We note first that division by zero is not allowed and that for this reason \(9x+1\) may not be equal to zero and that therefore \(x=-{{1}\over{9}}\) is not a solution.

We now distinguish two cases, namely \(9x+1>0\) and \(9x+1<0\).
In both cases we multiply the inequality on both sides by \(9x+1\) because we then get a linear inequality, for which we know there is a solution method.

Suppose \(9x+1>0\), i.e. \(x> -{{1}\over{9}}\). Then we get \(9<2(9x+1)\).
When we move everything with \(x\) to the left and all constant terms to the right, we get \(-18x<-7\).
Then, dvision by the coefficient of \(x\)gives \(x > {{7}\over{18}}\).
So we have the following system of inequalities: \(x> -{{1}\over{9}}\,\wedge\; x > {{7}\over{18}}\)
and this simplifies to \(x\gt{{7}\over{18}}\).

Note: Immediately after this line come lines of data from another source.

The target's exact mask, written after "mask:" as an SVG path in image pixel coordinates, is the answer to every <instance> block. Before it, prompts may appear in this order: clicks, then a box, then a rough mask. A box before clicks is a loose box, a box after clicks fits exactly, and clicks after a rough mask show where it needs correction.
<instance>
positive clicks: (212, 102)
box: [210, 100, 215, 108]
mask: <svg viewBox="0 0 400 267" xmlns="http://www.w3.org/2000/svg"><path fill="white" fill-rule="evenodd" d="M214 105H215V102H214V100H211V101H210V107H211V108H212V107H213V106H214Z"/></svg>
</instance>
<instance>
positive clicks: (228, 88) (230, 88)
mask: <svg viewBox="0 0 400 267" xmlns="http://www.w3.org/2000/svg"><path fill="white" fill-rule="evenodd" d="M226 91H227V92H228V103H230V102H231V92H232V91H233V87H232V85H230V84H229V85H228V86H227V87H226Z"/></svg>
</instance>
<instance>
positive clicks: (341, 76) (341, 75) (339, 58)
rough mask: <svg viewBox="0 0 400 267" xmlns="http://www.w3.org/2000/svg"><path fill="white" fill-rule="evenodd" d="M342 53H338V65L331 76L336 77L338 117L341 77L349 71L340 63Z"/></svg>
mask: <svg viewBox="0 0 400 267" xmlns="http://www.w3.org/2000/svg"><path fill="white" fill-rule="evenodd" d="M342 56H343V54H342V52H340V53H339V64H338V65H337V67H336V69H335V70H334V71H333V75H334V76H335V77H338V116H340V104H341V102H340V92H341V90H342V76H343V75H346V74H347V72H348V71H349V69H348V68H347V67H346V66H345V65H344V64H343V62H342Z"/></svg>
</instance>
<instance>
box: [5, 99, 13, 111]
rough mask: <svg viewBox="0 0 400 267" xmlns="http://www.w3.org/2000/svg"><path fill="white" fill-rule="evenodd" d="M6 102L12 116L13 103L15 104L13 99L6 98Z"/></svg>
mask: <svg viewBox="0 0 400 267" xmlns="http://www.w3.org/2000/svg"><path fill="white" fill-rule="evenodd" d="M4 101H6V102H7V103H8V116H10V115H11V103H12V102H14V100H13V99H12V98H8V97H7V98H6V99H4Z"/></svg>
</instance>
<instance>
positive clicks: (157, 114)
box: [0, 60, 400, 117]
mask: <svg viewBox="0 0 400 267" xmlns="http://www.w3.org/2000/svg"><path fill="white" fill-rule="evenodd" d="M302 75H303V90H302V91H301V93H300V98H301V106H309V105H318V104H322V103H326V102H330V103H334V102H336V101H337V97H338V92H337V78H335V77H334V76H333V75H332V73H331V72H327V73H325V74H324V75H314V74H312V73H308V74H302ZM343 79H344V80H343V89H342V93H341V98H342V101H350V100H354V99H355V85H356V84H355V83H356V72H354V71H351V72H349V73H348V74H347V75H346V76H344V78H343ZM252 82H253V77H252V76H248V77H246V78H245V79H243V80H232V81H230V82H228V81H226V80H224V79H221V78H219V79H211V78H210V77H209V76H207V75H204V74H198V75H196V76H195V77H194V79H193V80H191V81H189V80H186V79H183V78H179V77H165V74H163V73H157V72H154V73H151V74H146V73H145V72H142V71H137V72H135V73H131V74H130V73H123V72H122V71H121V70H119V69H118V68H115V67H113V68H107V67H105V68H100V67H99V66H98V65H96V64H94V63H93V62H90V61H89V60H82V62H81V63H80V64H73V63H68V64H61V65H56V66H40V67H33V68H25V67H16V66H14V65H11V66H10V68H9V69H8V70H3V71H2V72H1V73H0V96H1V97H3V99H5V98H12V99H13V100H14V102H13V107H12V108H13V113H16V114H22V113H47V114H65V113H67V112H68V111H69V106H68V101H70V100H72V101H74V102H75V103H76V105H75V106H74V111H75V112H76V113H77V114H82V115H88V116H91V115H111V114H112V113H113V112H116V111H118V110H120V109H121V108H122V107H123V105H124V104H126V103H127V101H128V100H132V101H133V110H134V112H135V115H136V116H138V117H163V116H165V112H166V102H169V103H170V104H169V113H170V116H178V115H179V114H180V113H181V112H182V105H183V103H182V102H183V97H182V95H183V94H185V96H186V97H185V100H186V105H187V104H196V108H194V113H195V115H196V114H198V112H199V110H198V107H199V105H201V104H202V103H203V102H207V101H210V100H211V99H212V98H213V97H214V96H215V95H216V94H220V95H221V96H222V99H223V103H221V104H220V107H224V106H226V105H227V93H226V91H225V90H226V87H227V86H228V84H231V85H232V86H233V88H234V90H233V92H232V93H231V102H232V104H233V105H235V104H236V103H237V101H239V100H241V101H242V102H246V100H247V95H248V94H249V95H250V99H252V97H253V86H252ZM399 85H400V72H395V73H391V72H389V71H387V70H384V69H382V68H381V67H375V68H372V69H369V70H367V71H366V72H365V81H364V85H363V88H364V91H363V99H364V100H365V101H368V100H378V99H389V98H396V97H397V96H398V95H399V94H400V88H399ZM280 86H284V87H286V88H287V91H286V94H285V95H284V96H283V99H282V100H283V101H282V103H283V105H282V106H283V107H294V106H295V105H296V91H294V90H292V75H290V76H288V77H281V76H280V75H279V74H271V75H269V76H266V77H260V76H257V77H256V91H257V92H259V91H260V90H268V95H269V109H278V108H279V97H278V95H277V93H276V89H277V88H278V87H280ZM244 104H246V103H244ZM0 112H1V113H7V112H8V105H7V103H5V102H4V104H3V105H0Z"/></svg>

Suppose \(9x+1<0\), i.e. \(x< -{{1}\over{9}}\). Then we get \(9>2(9x+1)\).
When we move everything with \(x\) to the left and all constant terms to the right, we get \(-18x>-7\).
Then, division by the coefficient of \(x\) gives \(x < {{7}\over{18}}\).
So we have the following system of inequalities: \(x< -{{1}\over{9}}\,\wedge\; x < {{7}\over{18}}\)
and this simplifies to \(x\lt -{{1}\over{9}}\).

The solution of the original inequality is \(x\lt -{{1}\over{9}}\;\vee\;x\gt{{7}\over{18}}\).